See accompanying Notes to Unaudited Pro Forma Condensed Combined Financial Information





EXHIBIT 99.2
NOTES TO UNAUDITED PRO FORMA CONDENSED COMBINED FINANCIAL INFORMATION
Note 1. Basis of Presentation
The unaudited pro forma condensed combined financial information and related notes were prepared in accordance with Article 11 of Regulation S-X. The unaudited pro forma condensed combined balance sheet as of December 31, 2021 combines the historical consolidated balance sheets of Webster and Sterling, giving effect to the merger as if it had been completed on December 31, 2021. The unaudited pro forma condensed combined income statement for the year ended December 31, 2021 combines the historical consolidated income statements of Webster and Sterling, giving effect to the merger as if it had been completed on January 1, 2021.
The unaudited pro forma condensed combined financial information and related notes have been prepared to illustrate the effects of the merger involving Webster and Sterling under the acquisition method of accounting with Webster treated as the acquirer. Under the acquisition method of accounting, the assets and liabilities of Sterling, as of the effective time, are recorded by Webster at their respective fair values, and the excess of the merger consideration over the fair value of Sterling’s net assets is allocated to goodwill. The unaudited pro forma condensed combined financial information is presented for illustrative purposes only and does not necessarily indicate the financial results of the combined company had the companies actually been combined at the beginning of the period presented, nor does it necessarily indicate the results of operations in future periods or the future financial position of the combined company.
The merger provided for Sterling common shareholders to receive 0.4630 of a share of Webster common stock for each share of Sterling common stock held immediately prior to the merger. Based on the closing trading price of shares of Webster common stock on the New York Stock Exchange on January 31, 2022, the value of the merger consideration per share of Sterling common stock was $26.30. In addition, each share of Sterling’s series A preferred stock was converted into the right to receive one share of a newly issued series of Webster preferred stock.
The pro forma allocation of the purchase price reflected in the unaudited pro forma condensed combined financial information is subject to adjustment and may vary from the actual purchase price allocation that will be recorded once Webster has completed the detailed valuations and necessary calculations.
The accounting policies of both Webster and Sterling are in the process of being reviewed in detail. Upon completion of such detailed review, additional conforming adjustments or financial statement reclassifications may be necessary.

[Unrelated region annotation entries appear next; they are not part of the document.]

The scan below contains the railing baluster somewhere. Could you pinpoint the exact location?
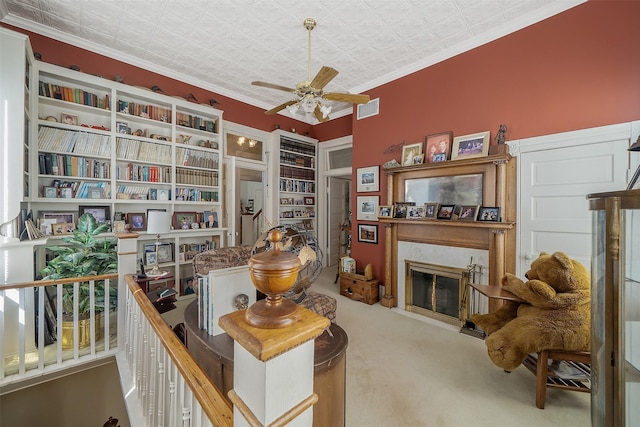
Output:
[0,289,7,380]
[17,288,27,374]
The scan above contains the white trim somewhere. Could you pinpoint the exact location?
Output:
[316,135,353,266]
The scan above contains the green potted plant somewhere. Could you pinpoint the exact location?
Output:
[40,213,118,349]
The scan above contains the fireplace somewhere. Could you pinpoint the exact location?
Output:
[405,260,469,326]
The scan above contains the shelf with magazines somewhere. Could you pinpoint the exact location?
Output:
[274,131,317,237]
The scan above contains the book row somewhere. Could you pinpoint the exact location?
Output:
[280,152,316,168]
[38,126,111,157]
[39,81,110,110]
[38,153,111,179]
[176,113,216,133]
[176,147,219,169]
[116,163,171,182]
[116,99,171,123]
[280,138,316,156]
[116,138,171,164]
[176,168,218,187]
[280,165,316,181]
[43,179,111,199]
[280,179,316,193]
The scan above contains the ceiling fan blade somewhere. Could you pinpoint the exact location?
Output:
[313,105,329,123]
[264,100,298,116]
[251,82,296,93]
[322,93,369,104]
[309,66,338,90]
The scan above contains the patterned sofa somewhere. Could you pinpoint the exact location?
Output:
[193,245,337,323]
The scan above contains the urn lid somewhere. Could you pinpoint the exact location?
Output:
[249,230,300,271]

Note 2. Reclassification Adjustments
During the preparation of the unaudited pro forma condensed combined financial information, management performed a preliminary analysis of Sterling’s financial information to identify differences in financial statement presentation as compared to the presentation of Webster. At the time of preparing the unaudited pro forma condensed combined financial information, Webster is still in the process of identifying all adjustments necessary to conform Sterling’s accounting policies to Webster’s accounting policies. The adjustments represent Webster’s best estimates based upon the information currently available and could be subject to change once more detailed information is available.
Note 3. Preliminary Purchase Price Allocation
The following table summarizes the determination of the purchase price consideration:
(In thousands, except share and price per share)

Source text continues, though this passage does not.